Колька догнал Петра у самого поворота, потому что Петр шел быстро, почти бежал, и кулаком вытирал слезы.

— Петь, — крикнул Колька, — обожди, ты куда?

Петр резко остановился.

— Я мамку мертвую видел, — сказал он, плача. — Гроб-то открыли проститься. Она лежит, горло платком замотано. Все равно, как девчонка. И тетка говорит: “Шура помолодела”.

— А ты? — спросил Колька.

— Я ничего, — задыхаясь, сказал Петр, — я смотрю, и мне ничего. Наклонился к ней, а у нее ресницы — как задрожат!
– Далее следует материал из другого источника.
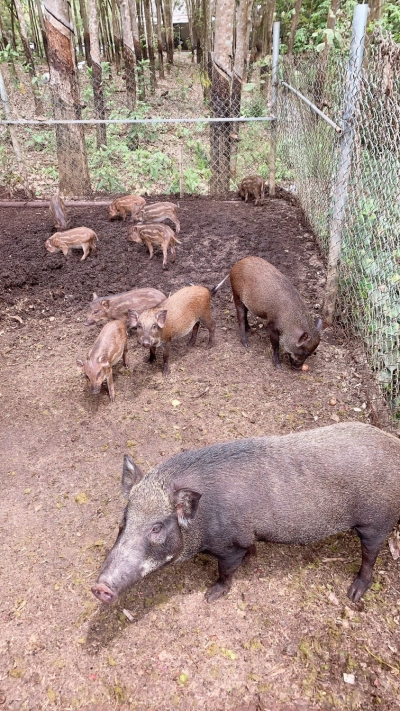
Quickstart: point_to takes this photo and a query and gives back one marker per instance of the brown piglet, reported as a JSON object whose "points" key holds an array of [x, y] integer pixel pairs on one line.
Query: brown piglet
{"points": [[109, 347], [159, 212], [58, 211], [78, 238], [252, 185], [180, 314], [261, 288], [120, 207], [116, 306], [155, 235]]}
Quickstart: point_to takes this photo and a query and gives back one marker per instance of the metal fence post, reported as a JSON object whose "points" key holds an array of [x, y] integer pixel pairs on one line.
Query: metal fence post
{"points": [[274, 96], [351, 99]]}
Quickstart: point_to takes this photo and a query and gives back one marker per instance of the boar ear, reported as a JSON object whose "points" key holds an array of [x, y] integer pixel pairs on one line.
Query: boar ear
{"points": [[302, 338], [133, 318], [131, 474], [186, 503], [319, 324], [161, 318]]}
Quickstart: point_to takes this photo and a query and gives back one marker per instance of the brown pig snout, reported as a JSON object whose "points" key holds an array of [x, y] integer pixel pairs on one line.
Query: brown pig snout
{"points": [[104, 593]]}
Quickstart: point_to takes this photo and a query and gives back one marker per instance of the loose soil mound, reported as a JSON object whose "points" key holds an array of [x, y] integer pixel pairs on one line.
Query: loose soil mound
{"points": [[286, 634]]}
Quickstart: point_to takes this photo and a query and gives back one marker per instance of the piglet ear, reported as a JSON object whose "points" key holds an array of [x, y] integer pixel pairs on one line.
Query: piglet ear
{"points": [[133, 318], [161, 318], [185, 502], [131, 474]]}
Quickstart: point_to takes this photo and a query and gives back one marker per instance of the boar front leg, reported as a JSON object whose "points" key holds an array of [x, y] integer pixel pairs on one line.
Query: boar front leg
{"points": [[167, 348], [110, 384], [164, 248], [226, 568], [86, 250]]}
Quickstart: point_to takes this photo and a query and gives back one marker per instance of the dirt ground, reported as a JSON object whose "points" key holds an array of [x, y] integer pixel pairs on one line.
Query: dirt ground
{"points": [[286, 637]]}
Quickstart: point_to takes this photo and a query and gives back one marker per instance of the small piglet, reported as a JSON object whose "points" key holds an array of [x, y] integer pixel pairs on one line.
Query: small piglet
{"points": [[78, 238], [58, 211], [155, 235], [121, 206], [109, 347], [293, 489], [175, 317], [159, 212], [116, 306], [261, 288], [252, 185]]}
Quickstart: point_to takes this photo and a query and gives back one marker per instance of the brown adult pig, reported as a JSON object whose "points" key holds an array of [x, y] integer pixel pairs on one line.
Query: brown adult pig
{"points": [[121, 206], [159, 212], [78, 238], [109, 347], [58, 211], [252, 185], [261, 288], [155, 235], [298, 488], [116, 306], [175, 317]]}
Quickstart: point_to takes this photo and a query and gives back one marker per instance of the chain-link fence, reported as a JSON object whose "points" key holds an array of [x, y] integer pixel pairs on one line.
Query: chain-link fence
{"points": [[364, 185], [156, 148]]}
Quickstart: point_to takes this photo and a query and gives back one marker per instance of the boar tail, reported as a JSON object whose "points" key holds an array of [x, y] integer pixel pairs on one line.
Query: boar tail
{"points": [[216, 288]]}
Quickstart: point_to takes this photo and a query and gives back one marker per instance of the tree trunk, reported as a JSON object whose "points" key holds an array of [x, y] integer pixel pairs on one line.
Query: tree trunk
{"points": [[293, 28], [42, 26], [28, 55], [150, 44], [13, 135], [71, 150], [80, 43], [319, 85], [129, 54], [169, 33], [97, 80], [138, 49], [35, 28], [243, 19], [159, 41], [220, 96], [86, 36], [117, 35]]}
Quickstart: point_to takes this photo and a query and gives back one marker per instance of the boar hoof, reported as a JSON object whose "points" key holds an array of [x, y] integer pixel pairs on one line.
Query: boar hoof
{"points": [[357, 589]]}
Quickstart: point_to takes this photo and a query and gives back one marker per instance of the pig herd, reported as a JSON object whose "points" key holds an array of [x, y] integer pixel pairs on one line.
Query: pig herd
{"points": [[222, 499]]}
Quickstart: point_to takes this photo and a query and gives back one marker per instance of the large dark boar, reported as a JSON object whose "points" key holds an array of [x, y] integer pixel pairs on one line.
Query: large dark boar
{"points": [[298, 488], [261, 288]]}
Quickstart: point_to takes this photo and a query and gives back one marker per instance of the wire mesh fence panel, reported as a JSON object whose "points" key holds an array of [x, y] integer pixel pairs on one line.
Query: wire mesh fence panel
{"points": [[310, 151]]}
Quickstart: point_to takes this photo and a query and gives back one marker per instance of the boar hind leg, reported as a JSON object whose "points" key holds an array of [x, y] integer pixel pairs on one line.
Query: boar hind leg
{"points": [[241, 312], [226, 569], [371, 543], [194, 334], [274, 338]]}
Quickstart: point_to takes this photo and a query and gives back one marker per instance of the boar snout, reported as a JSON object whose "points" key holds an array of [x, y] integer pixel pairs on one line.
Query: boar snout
{"points": [[104, 593]]}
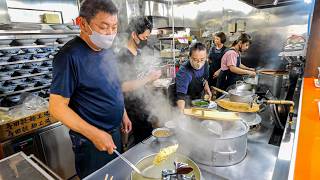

— Ресницы? — ахнул Колька.

— Ага, — сказал Петр, — словно она хочет глаза открыть, а не может.

Они замолчали.

— Слушай, — Петр вытер мокрую от слез руку о штаны, — я чего пришел? Мамка тогда, когда ты у нас был, сказала, что ты — несчастный. Она все хотела к вам придти, на родных твоих поглядеть. Она мне сказала, что если ты им не нужен, мы тебя к нам заберем. Ну, вот.

Колька молчал.

— Я пришел, — сказал Петр, — потому что я сейчас уезжаю. Но я потом приеду, когда большим стану, и заберу тебя, хочешь? Будем вместе жить. Хочешь?

Голос его задрожал.

— Я тебе напишу. Адрес-то ты свой знаешь?

— Знаю, — кивнул Колька, — Мерзляковский переулок, дом шесть, квартира восемнадцать.